The terms of reference of the group, approved by the Cabinet yesterday, say it should consider the different options that exist for progressing the €650 million project following the decision by An Bord Pleanála to refuse planning permission at the Mater site.
The terms state the group should inform itself about the planning considerations and processes affecting the project. However, it says in considering the options it should have regard to Government policy on delivery of health services, including accessibility, paediatric services and best clinical practice. It should also bear in mind cost and value for money, as well as likely timelines and risks.
The group has been asked to report to Minister for Health James Reilly within 56 days. Its full membership will be announced next week.
Dr Reilly said yesterday “everything was on the table” as part of the expert group’s deliberations. He said it could look at alternatives to the Mater location, including greenfield sites. He said there were advantages and disadvantages to each of the proposed sites and the expert group should take a hard look at these.
Dr Reilly maintained that co-locating the hospital with an adult hospital was important, as was further “tri-location” with a maternity hospital. He said the research and development elements of the children’s hospital were also important.
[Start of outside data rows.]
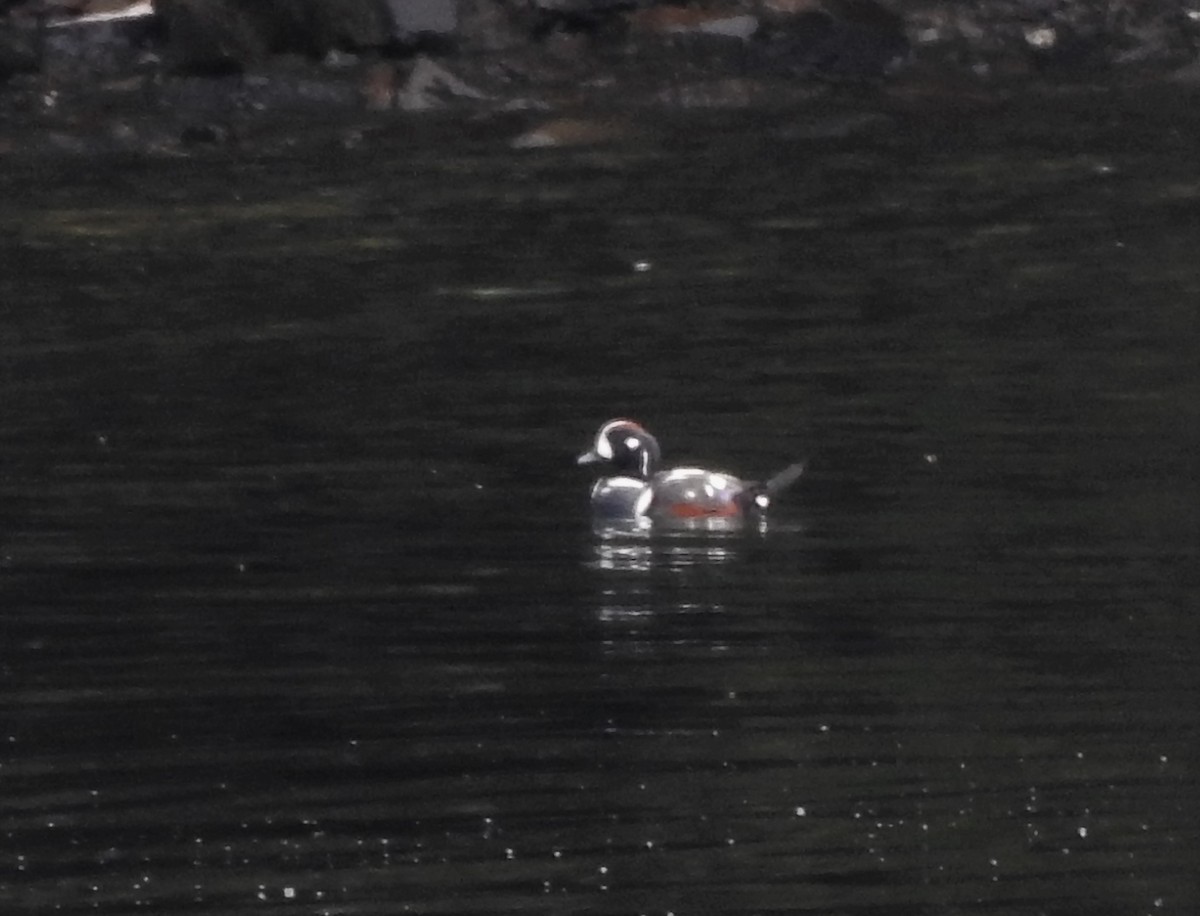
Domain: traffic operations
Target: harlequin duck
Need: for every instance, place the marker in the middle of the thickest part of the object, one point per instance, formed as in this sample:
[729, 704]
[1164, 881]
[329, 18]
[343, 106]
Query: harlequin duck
[690, 497]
“Others may have a different view but my view is very simple. The best experts in the world have nailed their colours to the mast on this in relation to it being co-located and that being an important feature of it.”
The Minister suggested that co-location with an adult hospital would provide sufficient patients to justify the appointment of highly specialised consultants.
A Government spokesman last night said a “considered approach” would be taken and promised there would be no “knee-jerk reaction” to the refusal of planning permission. Later in the Dáil, Dr Reilly made no reference to completing the project within the Government’s lifetime.